Table 12. What is the effect on FunFOLD performance if the native structures are used for each target? A repeat comparison of FunFOLD performance versus the top 3 groups for at CASP9 using partial binding site definitions.
Table 13. What is the effect on FunFOLD performance if the native structures are used for each target? A repeat comparison of FunFOLD performance versus the top 3 groups for at CASP9 using extended binding site definitions.
Examples of predictions
If the FunFOLD method is provided with a good quality model and a list of templates that are structurally similar containing biologically relevant ligands, then highly accurate predictions can be achieved (Figure 8A and 8B; Figure 9 A and 9B).

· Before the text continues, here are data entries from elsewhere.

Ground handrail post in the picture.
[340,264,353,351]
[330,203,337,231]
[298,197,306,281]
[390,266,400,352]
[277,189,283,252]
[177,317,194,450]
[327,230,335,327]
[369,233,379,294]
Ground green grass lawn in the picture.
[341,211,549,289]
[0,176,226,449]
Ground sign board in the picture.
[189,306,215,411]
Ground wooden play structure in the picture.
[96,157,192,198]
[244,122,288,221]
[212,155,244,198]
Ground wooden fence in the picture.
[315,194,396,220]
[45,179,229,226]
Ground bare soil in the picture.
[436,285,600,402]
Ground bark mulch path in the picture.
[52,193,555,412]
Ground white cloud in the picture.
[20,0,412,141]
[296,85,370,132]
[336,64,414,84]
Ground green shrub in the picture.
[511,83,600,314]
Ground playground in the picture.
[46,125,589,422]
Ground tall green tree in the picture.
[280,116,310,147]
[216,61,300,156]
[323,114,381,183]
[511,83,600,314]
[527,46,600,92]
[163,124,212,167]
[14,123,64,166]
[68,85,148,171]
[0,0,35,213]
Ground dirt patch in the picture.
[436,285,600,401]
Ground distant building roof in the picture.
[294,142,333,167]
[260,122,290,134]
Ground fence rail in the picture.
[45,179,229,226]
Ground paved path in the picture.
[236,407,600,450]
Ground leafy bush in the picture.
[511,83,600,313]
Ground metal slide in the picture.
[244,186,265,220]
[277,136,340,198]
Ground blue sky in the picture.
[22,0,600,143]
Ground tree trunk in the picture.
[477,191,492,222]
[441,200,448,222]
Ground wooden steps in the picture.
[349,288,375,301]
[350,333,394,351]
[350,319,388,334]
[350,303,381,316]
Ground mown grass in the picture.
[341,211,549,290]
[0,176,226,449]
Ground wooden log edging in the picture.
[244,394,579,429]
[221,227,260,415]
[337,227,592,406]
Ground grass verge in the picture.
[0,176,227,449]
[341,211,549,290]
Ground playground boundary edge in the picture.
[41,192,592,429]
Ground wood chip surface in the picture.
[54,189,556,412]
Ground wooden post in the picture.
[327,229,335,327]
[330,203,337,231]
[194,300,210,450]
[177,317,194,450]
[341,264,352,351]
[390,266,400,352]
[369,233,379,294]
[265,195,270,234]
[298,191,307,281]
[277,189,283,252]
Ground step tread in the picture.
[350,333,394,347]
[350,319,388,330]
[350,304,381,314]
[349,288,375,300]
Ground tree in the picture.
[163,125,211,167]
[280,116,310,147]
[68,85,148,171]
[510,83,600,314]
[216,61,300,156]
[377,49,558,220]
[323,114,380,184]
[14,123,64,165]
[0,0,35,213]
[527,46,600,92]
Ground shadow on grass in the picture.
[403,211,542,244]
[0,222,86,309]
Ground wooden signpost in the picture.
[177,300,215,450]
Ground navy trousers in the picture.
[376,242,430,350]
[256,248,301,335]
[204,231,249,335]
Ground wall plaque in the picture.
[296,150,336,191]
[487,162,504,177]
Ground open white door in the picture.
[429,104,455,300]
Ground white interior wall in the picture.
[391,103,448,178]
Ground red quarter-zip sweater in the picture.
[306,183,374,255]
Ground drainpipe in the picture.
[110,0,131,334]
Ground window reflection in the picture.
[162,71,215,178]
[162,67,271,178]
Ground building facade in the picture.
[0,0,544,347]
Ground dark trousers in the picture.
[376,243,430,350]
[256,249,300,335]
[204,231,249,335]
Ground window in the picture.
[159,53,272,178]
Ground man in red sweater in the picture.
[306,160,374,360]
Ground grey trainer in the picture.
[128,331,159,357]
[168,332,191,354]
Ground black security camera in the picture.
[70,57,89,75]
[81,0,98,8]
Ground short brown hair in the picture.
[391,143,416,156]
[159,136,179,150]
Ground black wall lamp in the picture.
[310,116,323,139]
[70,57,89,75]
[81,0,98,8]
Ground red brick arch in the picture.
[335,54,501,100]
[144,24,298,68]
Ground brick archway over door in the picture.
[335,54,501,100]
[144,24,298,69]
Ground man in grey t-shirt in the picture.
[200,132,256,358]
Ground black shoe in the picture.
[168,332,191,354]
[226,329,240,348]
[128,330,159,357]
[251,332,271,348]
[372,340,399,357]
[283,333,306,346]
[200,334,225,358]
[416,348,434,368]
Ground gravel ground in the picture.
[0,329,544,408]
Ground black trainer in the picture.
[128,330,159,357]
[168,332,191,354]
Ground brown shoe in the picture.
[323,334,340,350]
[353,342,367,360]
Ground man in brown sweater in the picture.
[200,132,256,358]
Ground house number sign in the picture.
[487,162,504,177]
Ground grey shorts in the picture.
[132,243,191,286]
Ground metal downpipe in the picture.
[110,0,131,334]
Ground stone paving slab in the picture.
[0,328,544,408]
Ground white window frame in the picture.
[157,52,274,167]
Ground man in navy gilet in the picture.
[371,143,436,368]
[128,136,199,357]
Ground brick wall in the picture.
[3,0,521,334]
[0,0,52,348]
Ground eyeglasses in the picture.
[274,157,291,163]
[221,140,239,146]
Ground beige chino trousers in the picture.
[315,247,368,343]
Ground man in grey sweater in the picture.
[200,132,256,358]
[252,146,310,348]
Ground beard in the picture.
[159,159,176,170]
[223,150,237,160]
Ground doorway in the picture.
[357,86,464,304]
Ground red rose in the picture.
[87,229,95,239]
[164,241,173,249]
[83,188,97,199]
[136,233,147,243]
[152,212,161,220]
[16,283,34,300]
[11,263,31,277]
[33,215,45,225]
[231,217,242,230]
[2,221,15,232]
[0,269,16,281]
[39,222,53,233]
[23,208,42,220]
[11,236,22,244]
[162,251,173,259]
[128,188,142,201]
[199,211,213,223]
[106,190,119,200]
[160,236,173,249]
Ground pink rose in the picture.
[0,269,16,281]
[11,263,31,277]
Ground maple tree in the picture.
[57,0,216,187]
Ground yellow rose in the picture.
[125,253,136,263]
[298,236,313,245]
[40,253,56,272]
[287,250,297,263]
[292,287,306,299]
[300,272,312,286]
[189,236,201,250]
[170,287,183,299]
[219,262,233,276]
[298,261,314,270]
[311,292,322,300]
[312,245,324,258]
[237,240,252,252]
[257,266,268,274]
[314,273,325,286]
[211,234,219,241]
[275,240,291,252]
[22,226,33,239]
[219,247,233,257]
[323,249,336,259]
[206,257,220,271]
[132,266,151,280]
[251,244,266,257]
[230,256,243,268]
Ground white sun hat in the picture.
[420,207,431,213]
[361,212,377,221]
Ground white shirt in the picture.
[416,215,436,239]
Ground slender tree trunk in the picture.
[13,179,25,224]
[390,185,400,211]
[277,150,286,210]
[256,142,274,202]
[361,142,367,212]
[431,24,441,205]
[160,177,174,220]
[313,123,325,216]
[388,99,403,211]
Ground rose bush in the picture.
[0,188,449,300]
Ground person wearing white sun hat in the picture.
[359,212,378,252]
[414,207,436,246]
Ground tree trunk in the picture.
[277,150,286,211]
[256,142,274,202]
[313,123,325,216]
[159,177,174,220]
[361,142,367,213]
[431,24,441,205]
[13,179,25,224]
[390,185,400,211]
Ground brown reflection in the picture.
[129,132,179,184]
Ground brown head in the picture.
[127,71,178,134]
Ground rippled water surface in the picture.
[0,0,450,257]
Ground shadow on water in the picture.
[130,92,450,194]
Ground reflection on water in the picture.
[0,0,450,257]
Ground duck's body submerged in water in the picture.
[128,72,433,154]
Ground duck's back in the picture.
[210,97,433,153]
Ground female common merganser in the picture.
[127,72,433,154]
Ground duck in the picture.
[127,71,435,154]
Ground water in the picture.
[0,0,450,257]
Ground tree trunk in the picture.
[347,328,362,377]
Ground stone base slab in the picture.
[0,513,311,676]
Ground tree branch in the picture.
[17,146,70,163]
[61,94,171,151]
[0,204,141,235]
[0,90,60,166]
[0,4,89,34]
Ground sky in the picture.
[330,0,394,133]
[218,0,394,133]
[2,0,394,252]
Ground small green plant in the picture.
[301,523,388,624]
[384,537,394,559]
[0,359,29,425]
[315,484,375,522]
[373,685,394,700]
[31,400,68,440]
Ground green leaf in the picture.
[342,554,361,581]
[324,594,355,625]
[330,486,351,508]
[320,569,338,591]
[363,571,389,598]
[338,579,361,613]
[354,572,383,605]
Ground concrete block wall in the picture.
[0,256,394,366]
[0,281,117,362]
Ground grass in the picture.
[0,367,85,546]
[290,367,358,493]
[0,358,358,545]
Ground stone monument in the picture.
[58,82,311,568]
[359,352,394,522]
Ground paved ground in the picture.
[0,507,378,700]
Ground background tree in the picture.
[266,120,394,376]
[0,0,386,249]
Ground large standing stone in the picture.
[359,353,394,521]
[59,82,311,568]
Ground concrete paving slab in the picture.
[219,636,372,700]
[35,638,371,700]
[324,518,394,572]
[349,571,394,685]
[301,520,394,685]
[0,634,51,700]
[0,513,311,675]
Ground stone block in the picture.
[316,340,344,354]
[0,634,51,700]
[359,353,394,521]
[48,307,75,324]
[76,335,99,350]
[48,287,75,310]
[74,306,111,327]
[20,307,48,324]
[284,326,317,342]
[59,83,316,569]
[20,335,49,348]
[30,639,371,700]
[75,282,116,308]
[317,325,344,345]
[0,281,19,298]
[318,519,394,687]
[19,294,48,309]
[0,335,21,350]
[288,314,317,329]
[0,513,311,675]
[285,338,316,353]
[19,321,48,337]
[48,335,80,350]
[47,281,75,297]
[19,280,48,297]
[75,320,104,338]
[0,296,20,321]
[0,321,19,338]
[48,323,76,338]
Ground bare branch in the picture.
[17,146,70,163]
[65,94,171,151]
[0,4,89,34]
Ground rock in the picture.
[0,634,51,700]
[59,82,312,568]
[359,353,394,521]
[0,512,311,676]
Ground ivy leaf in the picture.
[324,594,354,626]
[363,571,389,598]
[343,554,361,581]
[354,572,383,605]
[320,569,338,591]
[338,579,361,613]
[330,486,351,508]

Figure 8. Examples of binding site predictions from CASP8 targets using FunFOLD. The green sticks represent residues in the model that FunFOLD has predicted as binding to the ligands. The red sticks represent residues that were not predicted or incorrectly predicted as potential ligand binding residues. The blue sticks represent the observed ligand binding site residues in the experimental structure. The white spheres and the thin white sticks represent ligands either predicted (A and C) or observed (B and D). A) An example of a good FunFOLD prediction for CASP8 target T0407 (3e38), with the predicted binding site residues and ligands shown. The FunFOLD method predicted both metals and SO4 in the ligand cluster (CL-3, ZN-6, SO4-2 and FE-2), with the centroid ligand predicted to be SO4. B): The predicted binding site for T0407 using the model superposed onto the experimental structure, with both the observed and predicted binding site residues shown. The observed binding site ligands are also shown (ZN - 3). The red sticks represent the under-prediction of HIS157. C) An example where FunFOLD under-predicts to a greater extent for CASP8 target T0483 (3dls). The predicted ligand binding site residues and ligands are shown. The FunFOLD method predicted the centroid ligand as a nucleotide (ANP), with the ligand cluster containing both nucleotides and metals (ANP-3, ATP-1, STU-1, ADP-1, MG-5 and MN-2). D) The predicted binding site of the top model for T0483 superposed onto the experimental structure, with both the observed and predicted binding site residues shown. The binding site ligands ADP and Mg-2 are also shown.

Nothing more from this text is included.